At first, the strangest aspect of the crime thriller Serenity is that the film's protagonist, a fisherman named Baker Dill (Matthew McConaughey), spends his days obsessing over a tuna he's dubbed "Justice." He lives on a vaguely tropical island with a handful of oddball locals and "one cop in town," but plenty of fish in the sea. The film's script, which was penned by its director, Steven Knight (the Oscar-nominated filmmaker behind the Tom Hardy car showpiece Locke and the Tom Hardy top-hat series Taboo), is filled with dialogue about tuna. If you love tuna, seek this out.
The emphasis on aquatic life isn't exactly highlighted in the film's steamy marketing campaign, which goes to great lengths to sell the movie as a twist-filled take on Body Heat, with Anne Hathaway playing the mysterious femme fatale. And, at least for the first hour or so, that's what Serenity is. Dill's ex-wife Karen (Hathaway) disrupts his idyllic Beach Bum-esque life of drinking and fishing by arriving with her repugnant, abusive new husband Frank (Jason Clarke). She offers Dill $10 million cash to murder her loathsome hubby at sea, and Dill, an ex-soldier with a broken moral compass, is tempted. So far, so noir-y.

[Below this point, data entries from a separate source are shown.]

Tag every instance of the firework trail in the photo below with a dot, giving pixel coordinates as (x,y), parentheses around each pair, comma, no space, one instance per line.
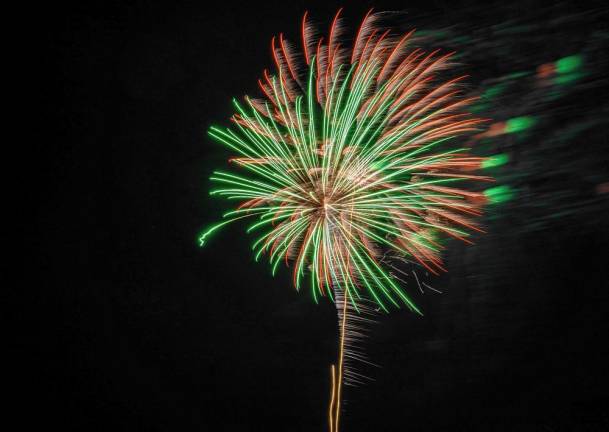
(353,151)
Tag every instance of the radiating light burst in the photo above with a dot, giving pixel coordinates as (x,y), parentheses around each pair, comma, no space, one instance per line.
(353,150)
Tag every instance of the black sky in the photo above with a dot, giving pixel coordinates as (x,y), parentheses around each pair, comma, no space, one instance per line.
(139,329)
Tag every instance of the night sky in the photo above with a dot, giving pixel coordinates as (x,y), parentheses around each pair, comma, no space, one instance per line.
(140,329)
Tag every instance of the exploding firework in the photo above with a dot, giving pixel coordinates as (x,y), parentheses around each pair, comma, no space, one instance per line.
(351,154)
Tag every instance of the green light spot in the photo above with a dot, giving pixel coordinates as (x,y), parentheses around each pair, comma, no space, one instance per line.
(516,75)
(569,64)
(496,160)
(499,194)
(518,124)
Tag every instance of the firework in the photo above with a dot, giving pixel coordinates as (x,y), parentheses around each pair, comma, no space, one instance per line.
(352,152)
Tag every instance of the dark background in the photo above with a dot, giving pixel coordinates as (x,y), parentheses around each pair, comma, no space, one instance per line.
(137,328)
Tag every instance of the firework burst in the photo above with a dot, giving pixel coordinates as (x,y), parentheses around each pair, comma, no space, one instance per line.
(352,152)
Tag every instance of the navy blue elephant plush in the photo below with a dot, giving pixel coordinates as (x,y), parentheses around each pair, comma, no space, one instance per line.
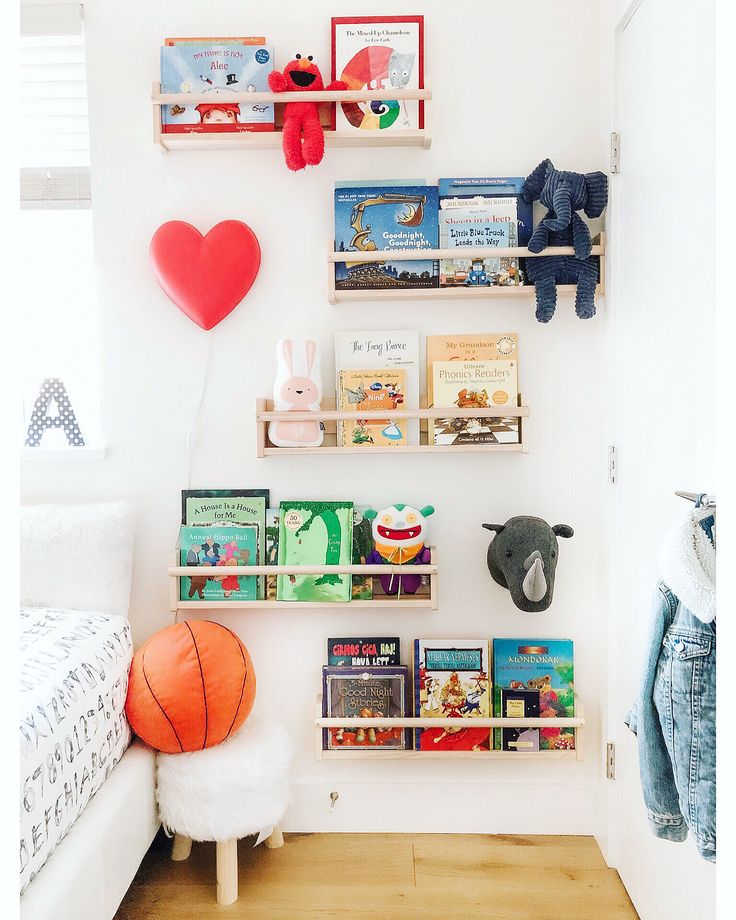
(564,194)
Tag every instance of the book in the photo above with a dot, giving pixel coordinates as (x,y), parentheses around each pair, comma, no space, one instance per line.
(208,507)
(546,667)
(382,218)
(210,67)
(363,693)
(373,52)
(362,587)
(315,533)
(354,652)
(392,349)
(520,704)
(370,391)
(483,212)
(215,549)
(272,549)
(451,680)
(475,385)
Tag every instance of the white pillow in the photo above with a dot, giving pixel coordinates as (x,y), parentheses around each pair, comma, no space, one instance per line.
(77,556)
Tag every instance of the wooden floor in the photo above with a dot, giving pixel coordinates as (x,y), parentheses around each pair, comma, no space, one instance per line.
(387,876)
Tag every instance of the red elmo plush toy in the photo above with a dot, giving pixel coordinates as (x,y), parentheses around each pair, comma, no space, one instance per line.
(304,142)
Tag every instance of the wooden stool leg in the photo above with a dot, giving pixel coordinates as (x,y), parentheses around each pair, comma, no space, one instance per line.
(181,847)
(227,871)
(276,839)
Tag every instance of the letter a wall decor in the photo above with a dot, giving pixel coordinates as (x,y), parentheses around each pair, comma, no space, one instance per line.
(53,390)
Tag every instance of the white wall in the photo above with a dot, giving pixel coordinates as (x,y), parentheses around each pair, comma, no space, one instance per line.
(512,83)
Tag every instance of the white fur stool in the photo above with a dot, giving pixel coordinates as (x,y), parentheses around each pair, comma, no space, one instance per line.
(225,792)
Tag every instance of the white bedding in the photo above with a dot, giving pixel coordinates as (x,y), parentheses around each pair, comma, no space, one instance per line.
(73,730)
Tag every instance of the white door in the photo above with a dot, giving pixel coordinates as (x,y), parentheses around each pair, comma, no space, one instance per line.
(662,326)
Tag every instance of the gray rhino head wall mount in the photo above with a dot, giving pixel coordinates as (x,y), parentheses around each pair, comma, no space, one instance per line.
(523,557)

But, even from the start, it's clear that Knight is up to something a bit more high-concept than an old-school genre tribute. In between the Jimmy Buffett mystery plot, we keep learning about Dill's son Patrick, a prodigy who hides from his tyrannical step-father by typing away at the computer in his room. Also, a nebbish businessman played by Succession stand-out Jeremy Strong keeps making futile attempts to contact Dill with a message of some sort. A writer with a tendency to double-underline his themes, Knight doesn't place these plot elements in the background or fit them snugly into his pastiche. They're buzzing in your face like flies for most of the movie's opening stretch.